週刊トレーディングニュース 2026年8月31日~9月4日

今週は影響力の大きい経済指標が目白押しです。ユーロ圏CPIがECBの見通しを試し、英国サービス業PMIが英国の主要セクターの回復力を測る一方、金曜日の米国非農業部門雇用者数(NFP)が決定的となる可能性があります。 7月の雇用減少に続き、2か月連続でマイナスの結果となれば、米国の労働市場について重大な警告を発することになります。
ユーロ:ユーロ圏の消費者物価指数(CPI)YoY
9月1日 12:00 MT時間
前回:2.9% | 予想:3.1%
ユーロ圏の8月の総合インフレ率は、前回の2.9%から前年同月比3.1%へ加速すると予想されています。 インフレ率は、ECBが金利の適切な水準と期間を評価する際の主要な判断材料の一つであり続けるため、これは極めて重要です。 3.1%を上回る数値が出た場合、物価圧力がより根強いことが示唆され、市場がECBのより長期にわたる金融引き締め姿勢を織り込み、期待利回りの上昇を通じてユーロを支える可能性があります。

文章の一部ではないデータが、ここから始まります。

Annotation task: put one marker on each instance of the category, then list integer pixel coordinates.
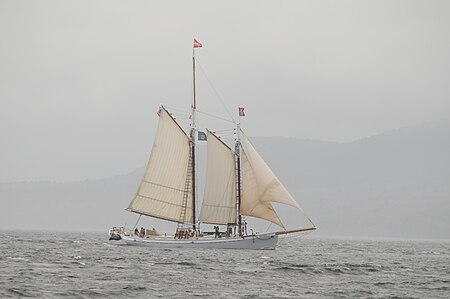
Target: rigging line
(224, 130)
(218, 117)
(215, 91)
(137, 221)
(178, 110)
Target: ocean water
(87, 265)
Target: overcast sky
(80, 81)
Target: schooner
(238, 183)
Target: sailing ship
(238, 184)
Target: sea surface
(87, 265)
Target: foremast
(238, 179)
(192, 135)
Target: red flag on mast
(197, 44)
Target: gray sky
(80, 81)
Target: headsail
(165, 191)
(260, 187)
(219, 200)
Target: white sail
(165, 191)
(219, 200)
(260, 187)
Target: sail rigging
(165, 191)
(219, 200)
(260, 187)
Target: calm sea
(77, 265)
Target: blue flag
(201, 136)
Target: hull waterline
(260, 241)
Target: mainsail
(260, 187)
(219, 200)
(166, 191)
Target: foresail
(165, 191)
(260, 187)
(219, 200)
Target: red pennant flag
(197, 44)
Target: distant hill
(395, 184)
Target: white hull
(260, 241)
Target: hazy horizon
(80, 81)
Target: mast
(193, 128)
(238, 170)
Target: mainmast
(192, 135)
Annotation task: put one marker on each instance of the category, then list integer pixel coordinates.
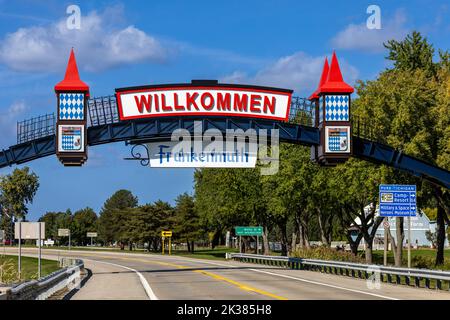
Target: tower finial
(72, 79)
(323, 78)
(335, 82)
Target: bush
(326, 253)
(8, 272)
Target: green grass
(30, 266)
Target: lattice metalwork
(366, 129)
(35, 128)
(102, 110)
(302, 111)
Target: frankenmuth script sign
(201, 100)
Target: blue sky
(276, 43)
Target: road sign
(397, 200)
(166, 234)
(49, 242)
(249, 231)
(63, 232)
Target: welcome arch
(151, 113)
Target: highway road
(117, 275)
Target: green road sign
(248, 231)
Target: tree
(108, 221)
(287, 193)
(412, 53)
(18, 190)
(408, 107)
(187, 220)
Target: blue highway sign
(397, 200)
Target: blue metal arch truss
(162, 128)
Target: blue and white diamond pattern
(69, 143)
(71, 138)
(321, 110)
(71, 106)
(336, 108)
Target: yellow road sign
(166, 233)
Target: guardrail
(420, 278)
(43, 288)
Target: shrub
(8, 272)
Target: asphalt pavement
(117, 275)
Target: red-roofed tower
(314, 98)
(71, 124)
(333, 117)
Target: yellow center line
(215, 276)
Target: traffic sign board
(397, 200)
(249, 231)
(63, 232)
(166, 234)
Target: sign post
(29, 230)
(40, 250)
(166, 234)
(64, 233)
(386, 240)
(2, 239)
(20, 250)
(249, 232)
(92, 235)
(399, 201)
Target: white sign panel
(337, 139)
(49, 242)
(188, 100)
(174, 155)
(29, 230)
(71, 138)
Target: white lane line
(325, 284)
(148, 290)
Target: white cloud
(99, 45)
(359, 37)
(299, 72)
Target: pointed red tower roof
(72, 79)
(323, 78)
(335, 83)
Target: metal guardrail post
(355, 270)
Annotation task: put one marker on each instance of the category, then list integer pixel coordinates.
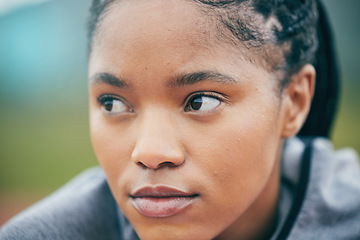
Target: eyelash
(221, 98)
(108, 97)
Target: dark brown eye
(202, 103)
(113, 106)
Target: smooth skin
(149, 129)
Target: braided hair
(298, 28)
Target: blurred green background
(44, 139)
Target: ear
(297, 98)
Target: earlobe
(297, 98)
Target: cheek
(111, 148)
(239, 154)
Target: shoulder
(82, 209)
(330, 209)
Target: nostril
(166, 164)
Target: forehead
(149, 33)
(171, 20)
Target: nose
(157, 145)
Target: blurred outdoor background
(44, 139)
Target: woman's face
(186, 129)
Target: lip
(161, 201)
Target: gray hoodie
(319, 199)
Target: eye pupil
(196, 103)
(108, 105)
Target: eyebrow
(193, 78)
(109, 79)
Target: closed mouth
(161, 201)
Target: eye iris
(108, 105)
(196, 103)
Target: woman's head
(186, 118)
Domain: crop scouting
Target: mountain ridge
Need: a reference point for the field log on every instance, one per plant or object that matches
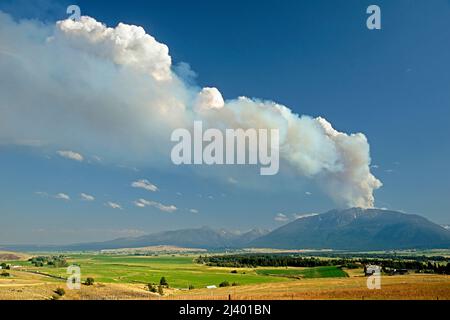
(348, 229)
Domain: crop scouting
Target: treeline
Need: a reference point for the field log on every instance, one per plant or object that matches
(53, 261)
(276, 260)
(253, 261)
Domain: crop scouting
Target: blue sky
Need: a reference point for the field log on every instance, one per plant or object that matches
(317, 57)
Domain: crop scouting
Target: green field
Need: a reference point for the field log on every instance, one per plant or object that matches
(307, 273)
(180, 271)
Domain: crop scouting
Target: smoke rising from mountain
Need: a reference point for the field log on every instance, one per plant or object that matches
(114, 92)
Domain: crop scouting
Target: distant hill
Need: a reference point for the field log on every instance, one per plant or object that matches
(200, 238)
(357, 229)
(351, 229)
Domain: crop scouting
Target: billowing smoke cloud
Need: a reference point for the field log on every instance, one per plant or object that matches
(113, 91)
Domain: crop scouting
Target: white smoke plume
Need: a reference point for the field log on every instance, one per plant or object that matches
(109, 91)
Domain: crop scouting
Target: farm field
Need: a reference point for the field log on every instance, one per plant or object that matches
(126, 277)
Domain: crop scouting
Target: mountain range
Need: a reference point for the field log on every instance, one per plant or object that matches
(350, 229)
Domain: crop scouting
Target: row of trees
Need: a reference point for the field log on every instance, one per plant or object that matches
(278, 260)
(53, 261)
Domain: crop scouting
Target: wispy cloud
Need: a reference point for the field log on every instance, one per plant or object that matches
(87, 197)
(62, 196)
(113, 205)
(41, 193)
(281, 217)
(142, 203)
(145, 184)
(71, 155)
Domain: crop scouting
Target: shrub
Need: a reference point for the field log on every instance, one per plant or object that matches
(152, 288)
(163, 282)
(89, 281)
(60, 291)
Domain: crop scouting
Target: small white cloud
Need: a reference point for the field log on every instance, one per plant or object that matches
(144, 184)
(87, 197)
(71, 155)
(113, 205)
(62, 196)
(142, 203)
(281, 217)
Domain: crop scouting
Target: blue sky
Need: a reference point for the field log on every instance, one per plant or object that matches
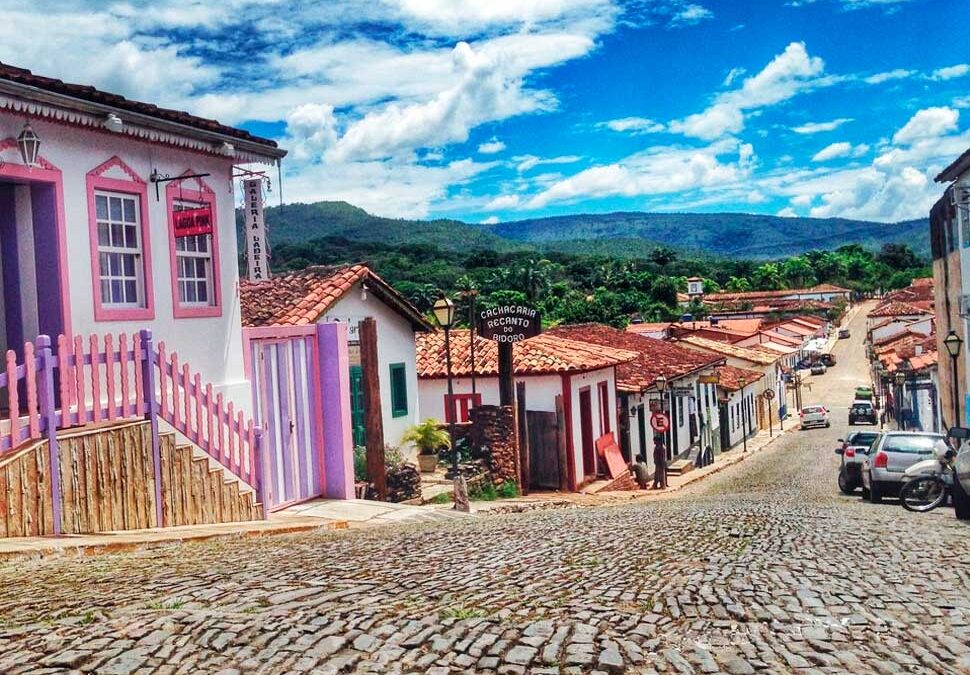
(512, 109)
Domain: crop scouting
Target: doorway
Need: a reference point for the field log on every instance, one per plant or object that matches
(586, 432)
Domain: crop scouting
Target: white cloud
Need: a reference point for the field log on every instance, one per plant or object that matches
(527, 162)
(927, 123)
(691, 14)
(819, 127)
(659, 170)
(841, 149)
(636, 125)
(491, 147)
(889, 75)
(792, 72)
(951, 72)
(502, 203)
(897, 185)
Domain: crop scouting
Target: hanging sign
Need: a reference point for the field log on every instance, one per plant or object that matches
(191, 222)
(255, 229)
(509, 323)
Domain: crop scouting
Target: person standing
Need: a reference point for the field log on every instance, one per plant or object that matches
(660, 462)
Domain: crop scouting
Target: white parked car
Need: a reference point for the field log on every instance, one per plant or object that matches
(814, 416)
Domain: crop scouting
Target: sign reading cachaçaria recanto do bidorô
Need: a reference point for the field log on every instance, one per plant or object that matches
(509, 323)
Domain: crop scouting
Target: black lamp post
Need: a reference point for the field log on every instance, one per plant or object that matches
(661, 384)
(28, 142)
(900, 381)
(954, 344)
(444, 314)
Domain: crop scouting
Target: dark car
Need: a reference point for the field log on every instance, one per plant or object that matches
(862, 412)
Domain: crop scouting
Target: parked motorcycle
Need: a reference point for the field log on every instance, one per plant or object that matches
(928, 483)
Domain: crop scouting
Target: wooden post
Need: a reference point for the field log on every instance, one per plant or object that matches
(561, 445)
(257, 469)
(506, 376)
(147, 366)
(48, 413)
(373, 422)
(525, 471)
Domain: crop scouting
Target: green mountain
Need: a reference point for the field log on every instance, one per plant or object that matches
(735, 235)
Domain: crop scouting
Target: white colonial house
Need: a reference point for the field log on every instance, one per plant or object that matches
(348, 295)
(580, 375)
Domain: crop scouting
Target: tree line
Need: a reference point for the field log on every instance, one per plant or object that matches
(576, 288)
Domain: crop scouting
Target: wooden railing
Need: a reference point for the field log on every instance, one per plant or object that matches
(105, 380)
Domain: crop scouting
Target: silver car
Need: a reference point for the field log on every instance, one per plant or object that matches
(890, 455)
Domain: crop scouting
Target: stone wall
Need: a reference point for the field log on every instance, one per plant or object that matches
(492, 430)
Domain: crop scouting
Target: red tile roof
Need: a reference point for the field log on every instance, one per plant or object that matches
(544, 354)
(752, 355)
(653, 357)
(897, 308)
(732, 378)
(87, 93)
(302, 298)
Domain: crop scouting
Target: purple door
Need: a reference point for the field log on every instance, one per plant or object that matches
(284, 389)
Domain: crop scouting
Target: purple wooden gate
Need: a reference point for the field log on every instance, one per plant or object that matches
(285, 375)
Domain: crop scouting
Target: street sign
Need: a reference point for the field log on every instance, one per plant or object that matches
(509, 323)
(659, 422)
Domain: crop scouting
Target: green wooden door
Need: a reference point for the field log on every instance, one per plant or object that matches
(357, 404)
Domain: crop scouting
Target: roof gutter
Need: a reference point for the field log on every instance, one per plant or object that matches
(63, 100)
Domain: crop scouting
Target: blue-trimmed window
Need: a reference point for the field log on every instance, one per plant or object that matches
(399, 390)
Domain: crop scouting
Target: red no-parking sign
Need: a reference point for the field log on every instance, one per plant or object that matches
(660, 422)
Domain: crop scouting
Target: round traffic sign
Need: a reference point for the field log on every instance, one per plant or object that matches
(659, 422)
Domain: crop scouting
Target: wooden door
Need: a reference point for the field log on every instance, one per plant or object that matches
(586, 432)
(544, 466)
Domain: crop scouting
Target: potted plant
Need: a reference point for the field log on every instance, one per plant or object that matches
(428, 437)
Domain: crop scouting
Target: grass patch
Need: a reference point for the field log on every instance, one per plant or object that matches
(177, 603)
(462, 611)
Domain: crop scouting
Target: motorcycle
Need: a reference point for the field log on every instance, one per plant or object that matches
(928, 483)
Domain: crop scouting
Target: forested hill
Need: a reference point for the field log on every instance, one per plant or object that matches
(735, 235)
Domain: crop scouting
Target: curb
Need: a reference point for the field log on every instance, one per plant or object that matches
(66, 548)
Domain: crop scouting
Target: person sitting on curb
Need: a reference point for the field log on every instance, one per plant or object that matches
(641, 472)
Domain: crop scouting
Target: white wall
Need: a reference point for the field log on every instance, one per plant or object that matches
(212, 346)
(395, 344)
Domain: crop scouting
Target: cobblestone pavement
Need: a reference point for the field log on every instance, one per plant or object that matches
(762, 568)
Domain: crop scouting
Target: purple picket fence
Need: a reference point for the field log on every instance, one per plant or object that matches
(110, 379)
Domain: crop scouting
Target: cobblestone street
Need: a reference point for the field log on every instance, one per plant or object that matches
(764, 567)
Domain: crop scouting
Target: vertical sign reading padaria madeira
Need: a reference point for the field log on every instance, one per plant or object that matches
(509, 323)
(255, 229)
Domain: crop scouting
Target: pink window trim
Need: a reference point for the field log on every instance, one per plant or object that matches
(46, 173)
(204, 195)
(136, 186)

予想を下回る数値となればその圧力は和らぎ、より緩和的な政策見通しの根拠が強まる可能性があります。 経済全体にとって、高止まりするインフレは名目収入を支えるとしても、家計の購買力を低下させ、消費を抑制する恐れがあります。 そのため、トレーダーは総合の数値だけでなく、この発表によってECBの今後の金融政策に対する期待が変化するかどうかにも注目すべきです。
影響を受ける商品:ユーロ米ドル、ユーロ英ポンド、ユーロ日本円、その他のユーロのペア。
GBP:英国サービス業購買担当者景気指数
9月3日 11:30 MT時間
前回:52.8 | 予想:52.8
8月の英国サービス業PMI改定値は、速報値と一致する52.8にとどまり、前回の確報値である52.1から改善すると予想されています。 サービス業は英国の経済活動で最大のシェアを占めているため、この指標は事業需要、雇用、新規受注、企業心理に関する重要な先行シグナルとなります。
50を上回る数値は拡大を示しており、52.8という結果は同セクターが緩やかなペースで成長を続けていることを示唆します。 上方修正されれば、特に雇用や価格の構成項目が堅調だった場合に、英国経済の回復力に対する信頼が高まり、ポンドを下支えする可能性があります。 大幅な下方修正となった場合、勢いが衰えつつあるとの懸念が高まるでしょう。 イングランド銀行(BoE)にとってインフレ構成項目は特に重要であり、堅調なサービス業の活動と根強い物価圧力が重なれば、急速な金融緩和に否定的な根拠となり得ます。
影響を受ける商品:ユーロ英ポンド、英ポンド米ドル、英ポンド日本円、その他の英ポンドのペア。
米ドル:非農業部門雇用者数
9月4日 15:30 MT時間
前回:-23K | 予想:+12K
8月の非農業部門雇用者数(NFP)レポートは、7月に予想外に23,000人減少したのに続き、米国の雇用増加数はわずか12,000人程度にとどまる見込みです。 7月の発表はすでに懸念すべきものでした。雇用の拡大が予想されていたにもかかわらず減少し、過去数か月分のデータも下方修正されました。 予想を上回る回復となれば、労働市場が急速に悪化しているとの懸念が和らぎ、FRBに対する大幅な金融緩和への圧力が減ることで、米ドルを支える可能性があります。
しかし、雇用者数が再びマイナスとなれば、事態はさらに深刻さを増すことになります。 2か月連続での雇用減少となれば、弱さはもはや単発の統計的な失望ではなく、米国の労働市場における本格的な悪化へと発展していることが示唆されます。 そうなれば家計所得、個人消費、経済成長に対する懸念が高まり、FRBによる利下げ期待が大幅に高まることになります。 トレーダーは失業率、賃金の伸び、過去数か月の改定値にも細心の注意を払うでしょう。これらのデータはNFPのヘッドラインの数値自体と同じくらい重要です。
影響を受ける商品:ユーロ米ドル、英ポンド米ドル、英ポンド日本円、その他の米ドルのペア。